Capítulo 1128: Asustado (2/2)
Bai Xiaochun no quería revelar su identidad, por lo que se mantuvo oculto mientras entraba en la ciudad, excepto Lady Sun Wen'ere quien sospechó.
El camino a través de las calles del castillo fue tranquilo; la ciudad estaba llena de actividad y bullicio, como siempre. La mayoría eran familias de cultivadores del condado, pero había una mezcla con cultivadores que habían migrado desde otros dominios bajo la influencia de la Gran Señora Mater.
La ciudad parecía vibrante y el ruido y las risas llenaban los pasos de Bai Xiaochun. De repente, incluso empezó a dudar sobre las diferencias entre el Reino de la Malignidad y el Regno Sagrado.
Sin notar la mirada perdida de Bai Xiaochun, Qing'er le llevó hasta un gran plaza. En el lateral derecho del edificio, había una casa que parecía recién construida con cientos de personas reunidas afuera. Todos charlaban en susurros y miraban hacia el portal.
El portal estaba abierto y se podía ver a varios cultivadores de gran respeto que esperaban dentro, formando una fila mientras observaban al hombre de mediana edad sentado en una postura de meditación en la parte superior del altar.
Este hombre vestía una túnica de dao, tenía un aspecto frágil pero sus ojos eran brillantes. Era realmente como un viejo sabio. Le estaba dando un asentimiento a un semidios que se había inclinado frente a él.
"Maestro Zhou, mi espada voladora ya ha sido refinerizada tres veces en el Reino de la Malignidad.
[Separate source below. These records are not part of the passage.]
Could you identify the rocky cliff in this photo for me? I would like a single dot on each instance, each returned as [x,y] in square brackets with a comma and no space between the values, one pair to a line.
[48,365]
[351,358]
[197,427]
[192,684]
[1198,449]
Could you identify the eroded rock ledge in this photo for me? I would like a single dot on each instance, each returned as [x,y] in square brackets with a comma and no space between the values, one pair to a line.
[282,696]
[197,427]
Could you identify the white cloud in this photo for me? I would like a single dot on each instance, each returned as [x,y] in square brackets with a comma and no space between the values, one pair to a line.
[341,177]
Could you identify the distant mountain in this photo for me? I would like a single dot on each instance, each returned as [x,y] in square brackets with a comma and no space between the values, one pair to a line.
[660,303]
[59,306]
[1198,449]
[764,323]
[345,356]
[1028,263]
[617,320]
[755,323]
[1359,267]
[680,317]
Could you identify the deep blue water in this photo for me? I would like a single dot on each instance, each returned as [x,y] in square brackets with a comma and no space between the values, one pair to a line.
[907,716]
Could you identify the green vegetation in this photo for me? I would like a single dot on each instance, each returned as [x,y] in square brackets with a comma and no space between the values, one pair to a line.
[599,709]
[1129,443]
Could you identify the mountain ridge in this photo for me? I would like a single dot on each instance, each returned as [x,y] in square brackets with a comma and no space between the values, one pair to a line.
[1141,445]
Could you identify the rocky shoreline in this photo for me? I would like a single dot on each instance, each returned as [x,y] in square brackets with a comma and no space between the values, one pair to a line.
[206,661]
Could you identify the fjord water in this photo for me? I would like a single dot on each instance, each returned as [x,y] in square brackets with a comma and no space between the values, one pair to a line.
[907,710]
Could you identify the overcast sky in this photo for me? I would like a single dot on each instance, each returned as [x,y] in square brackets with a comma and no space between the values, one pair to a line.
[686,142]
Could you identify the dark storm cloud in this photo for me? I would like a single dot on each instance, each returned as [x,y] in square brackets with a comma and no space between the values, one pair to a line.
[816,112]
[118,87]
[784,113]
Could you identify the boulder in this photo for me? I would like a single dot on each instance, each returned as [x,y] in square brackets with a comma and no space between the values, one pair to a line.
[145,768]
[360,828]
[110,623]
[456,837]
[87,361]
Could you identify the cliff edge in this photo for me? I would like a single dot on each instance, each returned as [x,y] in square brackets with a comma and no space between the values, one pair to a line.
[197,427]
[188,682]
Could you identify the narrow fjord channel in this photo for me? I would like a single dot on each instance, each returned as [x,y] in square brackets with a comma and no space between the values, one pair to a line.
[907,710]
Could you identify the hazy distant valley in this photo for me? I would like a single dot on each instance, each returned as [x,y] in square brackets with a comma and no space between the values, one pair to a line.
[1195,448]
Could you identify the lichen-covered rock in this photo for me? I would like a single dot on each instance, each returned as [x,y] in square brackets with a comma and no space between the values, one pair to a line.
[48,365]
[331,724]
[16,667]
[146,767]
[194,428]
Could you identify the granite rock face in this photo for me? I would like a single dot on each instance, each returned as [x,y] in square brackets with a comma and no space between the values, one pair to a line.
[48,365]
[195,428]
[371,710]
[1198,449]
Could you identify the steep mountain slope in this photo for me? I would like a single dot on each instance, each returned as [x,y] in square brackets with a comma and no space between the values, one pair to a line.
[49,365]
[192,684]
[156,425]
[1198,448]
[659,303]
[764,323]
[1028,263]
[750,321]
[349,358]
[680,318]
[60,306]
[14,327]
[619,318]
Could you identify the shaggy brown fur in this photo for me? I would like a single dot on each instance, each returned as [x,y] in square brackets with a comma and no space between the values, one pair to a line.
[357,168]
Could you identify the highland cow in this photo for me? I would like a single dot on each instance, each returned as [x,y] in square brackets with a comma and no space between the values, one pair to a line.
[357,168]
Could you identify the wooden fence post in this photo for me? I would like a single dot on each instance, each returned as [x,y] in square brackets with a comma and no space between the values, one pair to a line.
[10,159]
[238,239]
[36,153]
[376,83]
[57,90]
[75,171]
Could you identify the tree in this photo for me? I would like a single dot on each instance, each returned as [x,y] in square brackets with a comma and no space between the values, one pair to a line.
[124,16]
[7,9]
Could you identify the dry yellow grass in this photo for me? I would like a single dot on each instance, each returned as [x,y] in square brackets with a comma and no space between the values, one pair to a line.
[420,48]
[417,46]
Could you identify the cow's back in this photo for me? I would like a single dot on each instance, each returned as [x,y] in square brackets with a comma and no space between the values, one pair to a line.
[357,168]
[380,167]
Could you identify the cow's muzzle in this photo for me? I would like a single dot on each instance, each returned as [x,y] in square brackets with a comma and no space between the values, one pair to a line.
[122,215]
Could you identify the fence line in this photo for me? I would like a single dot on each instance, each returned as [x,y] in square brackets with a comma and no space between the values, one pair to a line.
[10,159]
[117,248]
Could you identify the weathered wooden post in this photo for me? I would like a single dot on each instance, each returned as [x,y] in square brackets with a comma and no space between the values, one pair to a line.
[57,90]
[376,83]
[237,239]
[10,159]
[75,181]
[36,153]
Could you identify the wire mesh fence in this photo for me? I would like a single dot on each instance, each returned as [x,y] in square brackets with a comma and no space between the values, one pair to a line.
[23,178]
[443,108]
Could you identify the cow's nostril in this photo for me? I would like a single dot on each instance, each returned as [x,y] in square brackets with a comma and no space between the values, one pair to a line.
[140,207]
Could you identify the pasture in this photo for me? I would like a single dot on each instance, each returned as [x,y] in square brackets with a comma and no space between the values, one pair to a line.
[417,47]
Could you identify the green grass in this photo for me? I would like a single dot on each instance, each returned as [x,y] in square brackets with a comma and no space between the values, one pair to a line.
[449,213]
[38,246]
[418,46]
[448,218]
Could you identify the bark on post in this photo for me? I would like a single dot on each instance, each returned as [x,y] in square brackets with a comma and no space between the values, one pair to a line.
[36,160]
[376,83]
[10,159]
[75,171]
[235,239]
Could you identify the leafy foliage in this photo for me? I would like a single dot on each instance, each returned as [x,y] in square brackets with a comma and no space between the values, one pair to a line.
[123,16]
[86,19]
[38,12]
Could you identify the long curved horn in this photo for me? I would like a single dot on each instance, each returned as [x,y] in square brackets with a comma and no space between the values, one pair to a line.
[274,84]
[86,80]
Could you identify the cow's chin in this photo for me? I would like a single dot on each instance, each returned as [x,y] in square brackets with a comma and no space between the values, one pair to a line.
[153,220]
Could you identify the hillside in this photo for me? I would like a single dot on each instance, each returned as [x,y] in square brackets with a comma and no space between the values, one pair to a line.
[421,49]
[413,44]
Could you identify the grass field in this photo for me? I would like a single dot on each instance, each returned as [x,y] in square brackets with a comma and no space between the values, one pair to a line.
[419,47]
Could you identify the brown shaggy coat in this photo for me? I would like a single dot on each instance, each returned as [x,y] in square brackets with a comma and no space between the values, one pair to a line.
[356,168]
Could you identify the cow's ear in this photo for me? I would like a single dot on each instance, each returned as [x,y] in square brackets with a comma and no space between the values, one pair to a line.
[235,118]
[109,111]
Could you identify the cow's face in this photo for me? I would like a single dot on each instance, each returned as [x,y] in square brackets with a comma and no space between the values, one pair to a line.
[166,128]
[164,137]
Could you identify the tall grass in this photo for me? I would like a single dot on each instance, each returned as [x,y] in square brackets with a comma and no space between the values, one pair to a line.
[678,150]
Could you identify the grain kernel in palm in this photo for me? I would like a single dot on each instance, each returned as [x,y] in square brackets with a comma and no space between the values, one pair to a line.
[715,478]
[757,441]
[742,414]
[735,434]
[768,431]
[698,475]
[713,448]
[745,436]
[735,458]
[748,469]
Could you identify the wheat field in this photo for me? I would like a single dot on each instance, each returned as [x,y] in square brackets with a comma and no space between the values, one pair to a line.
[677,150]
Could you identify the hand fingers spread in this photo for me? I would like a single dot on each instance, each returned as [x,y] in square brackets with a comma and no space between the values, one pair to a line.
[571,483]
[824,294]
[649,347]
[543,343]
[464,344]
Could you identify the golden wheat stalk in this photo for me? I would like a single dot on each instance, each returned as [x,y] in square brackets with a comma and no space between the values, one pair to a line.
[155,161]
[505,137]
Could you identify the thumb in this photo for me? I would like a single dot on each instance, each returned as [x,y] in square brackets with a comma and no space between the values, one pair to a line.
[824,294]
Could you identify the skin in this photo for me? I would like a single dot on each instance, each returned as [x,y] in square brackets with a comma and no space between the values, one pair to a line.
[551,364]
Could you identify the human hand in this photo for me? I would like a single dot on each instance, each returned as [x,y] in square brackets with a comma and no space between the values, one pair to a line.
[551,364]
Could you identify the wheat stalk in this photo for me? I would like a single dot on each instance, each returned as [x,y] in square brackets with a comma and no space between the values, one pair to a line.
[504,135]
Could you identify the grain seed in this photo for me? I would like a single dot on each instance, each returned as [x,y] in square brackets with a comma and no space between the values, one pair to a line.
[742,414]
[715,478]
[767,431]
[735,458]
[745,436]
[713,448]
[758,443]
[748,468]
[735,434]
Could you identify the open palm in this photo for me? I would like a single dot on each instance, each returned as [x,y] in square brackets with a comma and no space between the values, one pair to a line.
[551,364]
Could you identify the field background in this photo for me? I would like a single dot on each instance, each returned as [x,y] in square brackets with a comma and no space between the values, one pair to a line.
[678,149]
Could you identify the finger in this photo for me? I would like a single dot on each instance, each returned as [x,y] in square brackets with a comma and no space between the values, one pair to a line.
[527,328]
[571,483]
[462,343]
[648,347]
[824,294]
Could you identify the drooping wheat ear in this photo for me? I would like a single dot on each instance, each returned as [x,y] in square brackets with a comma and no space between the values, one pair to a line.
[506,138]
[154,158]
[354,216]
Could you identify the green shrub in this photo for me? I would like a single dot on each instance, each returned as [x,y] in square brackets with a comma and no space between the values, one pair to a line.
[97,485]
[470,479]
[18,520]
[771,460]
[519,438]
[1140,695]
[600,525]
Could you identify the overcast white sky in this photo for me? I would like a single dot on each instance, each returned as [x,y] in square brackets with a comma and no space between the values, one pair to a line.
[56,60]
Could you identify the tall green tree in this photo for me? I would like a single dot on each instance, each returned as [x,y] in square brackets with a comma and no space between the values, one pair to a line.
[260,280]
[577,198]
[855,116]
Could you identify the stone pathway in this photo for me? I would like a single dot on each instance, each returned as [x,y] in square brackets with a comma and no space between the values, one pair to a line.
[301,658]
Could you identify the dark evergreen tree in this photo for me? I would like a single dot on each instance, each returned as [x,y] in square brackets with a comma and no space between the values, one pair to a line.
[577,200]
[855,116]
Pero he buscado por todo el Reino de la Malignidad y no puedo encontrar alguien capaz de refinarla cuatro veces. Le pido que me ayude con esto."
El Maestro Zhou parecía indiferente, con una sonrisa sin ser realmente una sonrisa.
"El Gran Maestro de la Malignidad, Zhou conocía su reputación incluso desde lejos. Siempre puede hacerlo, el cuarto refinar."
"Maestro Zephyr es un misterio, no he tenido la oportunidad de conocerlo," respondió el semidios avergonzado. Se inclinó nuevamente y murmuró algo en su oreja.
Después de unos momentos, Zhou asintió con una sonrisa.
"Bien, tráeme esa espada."
El semidios se iluminó y sacó una espada roja. El Maestro Zhou la tomó, la examinó, y precisamente en ese momento, Qing'er llevaba a Bai Xiaochun al portal.
Incluso sin entrar, Bai Xiaochun, con su poder, vio directamente a Zhou, que simulaba ser una persona respetable.
Al ver a Zhou, Bai Xiaochun parpadeó y sonrió de una manera misteriosa.
"Señor, ese es el Maestro Zhou. El primer refiner de nuestro dominio, increíblemente poderoso. Usted lo conoce en el Reino del Todo."
"No todos conocen su nombre, ya que ha prometido revelarlo solo cuando encuentre a su amada desaparecida," dijo Qing'er mientras miraba al Maestro Zhou, sus ojos brillando.
"Bien, conozco a este señor," exclamó Bai Xiaochun, extrañado. Se rascó la cabeza y asintió.
La risa de Bai Xiaochun resonó ligeramente en la sala del refinar. Aunque era suave, todavía llegó hasta el Maestro Zhou, quien frunció el ceño. El Maestro Zhou prefería un entorno silencioso para sus refinamientos; eso era su regla.
Al ver a Qing'er al otro lado de la puerta, Zhou sintió una mezcla de sorpresa y diversión. Enseguida, también vio a Bai Xiaochun junto a ella. Al ver a Bai Xiaochun, los ojos del Maestro Zhou se abrieron de par en par, su cuerpo tembló, como si hubiera sido golpeado por un shock.